Kolom
Minggu, 20 Agustus 2017 - 04:00 WIB

GAGASAN : Pelajaran dari First Travel

Redaksi Solopos.com  /  Ichwan Prasetyo  | SOLOPOS.com

SOLOPOS.COM - Warga menunggu mengurus refund terkait permasalahan umrah promo di Kantor First Travel, Jakarta Selatan, Rabu (26/7/2017). (JIBI/Solopos/Antara/Sigid Kurniawan)

Gagasan ini dimuat Harian Solopos edisi Jumat (18/8/2017). Esai ini karya Riwi Sumantyo, dosen di Fakultas Ekonomi dan Bisnis Universitas Sebelas Maret. Alamat e-mail penulis adalah riwi_s@yahoo.com.

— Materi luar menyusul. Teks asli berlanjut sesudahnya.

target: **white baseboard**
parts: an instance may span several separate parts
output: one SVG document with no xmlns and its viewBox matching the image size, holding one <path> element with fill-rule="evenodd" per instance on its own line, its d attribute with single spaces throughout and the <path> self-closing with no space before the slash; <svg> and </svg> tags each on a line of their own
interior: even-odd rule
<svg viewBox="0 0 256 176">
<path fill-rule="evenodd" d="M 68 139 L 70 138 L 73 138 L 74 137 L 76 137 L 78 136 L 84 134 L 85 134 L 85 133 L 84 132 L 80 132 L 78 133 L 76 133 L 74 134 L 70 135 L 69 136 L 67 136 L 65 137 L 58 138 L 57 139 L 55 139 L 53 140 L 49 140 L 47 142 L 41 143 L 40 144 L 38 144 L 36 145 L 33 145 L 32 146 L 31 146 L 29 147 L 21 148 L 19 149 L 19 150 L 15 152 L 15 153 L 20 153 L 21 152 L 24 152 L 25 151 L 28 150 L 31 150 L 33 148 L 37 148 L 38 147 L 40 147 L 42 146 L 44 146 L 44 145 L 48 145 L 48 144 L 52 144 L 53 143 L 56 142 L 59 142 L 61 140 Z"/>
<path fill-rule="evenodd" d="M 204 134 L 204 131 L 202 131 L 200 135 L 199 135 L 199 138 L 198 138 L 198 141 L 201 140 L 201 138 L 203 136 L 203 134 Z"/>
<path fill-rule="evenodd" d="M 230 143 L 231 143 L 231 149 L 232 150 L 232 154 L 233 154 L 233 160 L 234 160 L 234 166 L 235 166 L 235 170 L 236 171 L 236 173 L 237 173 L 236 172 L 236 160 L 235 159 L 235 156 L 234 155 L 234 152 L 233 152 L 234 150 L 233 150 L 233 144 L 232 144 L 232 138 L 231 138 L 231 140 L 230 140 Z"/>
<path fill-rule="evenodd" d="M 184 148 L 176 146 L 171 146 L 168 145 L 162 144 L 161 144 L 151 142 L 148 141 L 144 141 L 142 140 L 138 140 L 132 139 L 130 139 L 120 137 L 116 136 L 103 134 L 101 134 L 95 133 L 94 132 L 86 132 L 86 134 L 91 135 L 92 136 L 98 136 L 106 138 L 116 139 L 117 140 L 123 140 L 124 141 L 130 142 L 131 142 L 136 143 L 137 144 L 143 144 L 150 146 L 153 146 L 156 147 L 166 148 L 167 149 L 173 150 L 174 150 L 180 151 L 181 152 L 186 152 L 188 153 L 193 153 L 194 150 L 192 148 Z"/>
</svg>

Solopos.com, SOLO — Ditangkap dan ditahannya Direktur Utama PT First Anugerah Karya Wisata (First Travel) Andika Surachman dan istrinya, yang juga direktur di perusahaan tersebut, Anniesa Desvitasari, yang juga dikenal sebagai Anniesa Hasibuan, menjadi klimaks dari pengungkapan kasus dugaan pelanggaran hukum yang dilakukan PT First Travel.

Advertisement

Riwi Sumantyo (Istimewa)

Andika Surachman dan istrinya ditangkap aparat Direktorat Tindak Pidana Umum Badan Reserse Kriminal Kepolisian Republik Indonesia pada 10 Agustus 2017. Dugaan pelanggaran hukum yang dilakukan adalah penipuan, penggelapan, dan kemungkinan terkait dengan tindak pidana pencucian uang.

Pada 3 Agustus 2017, Direktorat Jenderal Penyelenggara Haji dan Umrah Kementerian Agama mencabut izin PT First Travel sebagai penyelenggara perjalanan ibadah umrah. Yang mencengangkan adalah banyak orang yang diduga menjadi korban biro perjalanan haji dan umrah tersebut.

Pendaftar umrah di biro perjalanan umrah itu yang sudah membayar lunas biaya ibadah umrah tapi belum diberangkatkan mencapai sekitar 35.000 orang. Mereka berasal dari seluruh Indonesia, termasuk sekitar 500 orang warga kawasan Soloraya (Solopos, 13 Agustus 2017).

Para pendaftar paket umrah itu berasal dari berbagai kalangan, mulai dari masyarakat biasa sampai orang yang telah mencapai derajat akademis tertinggi. Sejauh ini yang sudah mendaftar sebagai peserta paket ibadah umrah di PT itu 70.000 orang dan separuhnya sudah diberangkatkan.

PT First Travel dalam waktu relatif singkat secara luar biasa berhasil menarik minat kaum muslim karena menawarkan paket ibadah umrah dengan harga promosi yang dianggap oleh banyak orang sangat murah dibandingkan dengan rata-rata harga yang ditawarkan biro perjalanan haji dan umrah yang lain.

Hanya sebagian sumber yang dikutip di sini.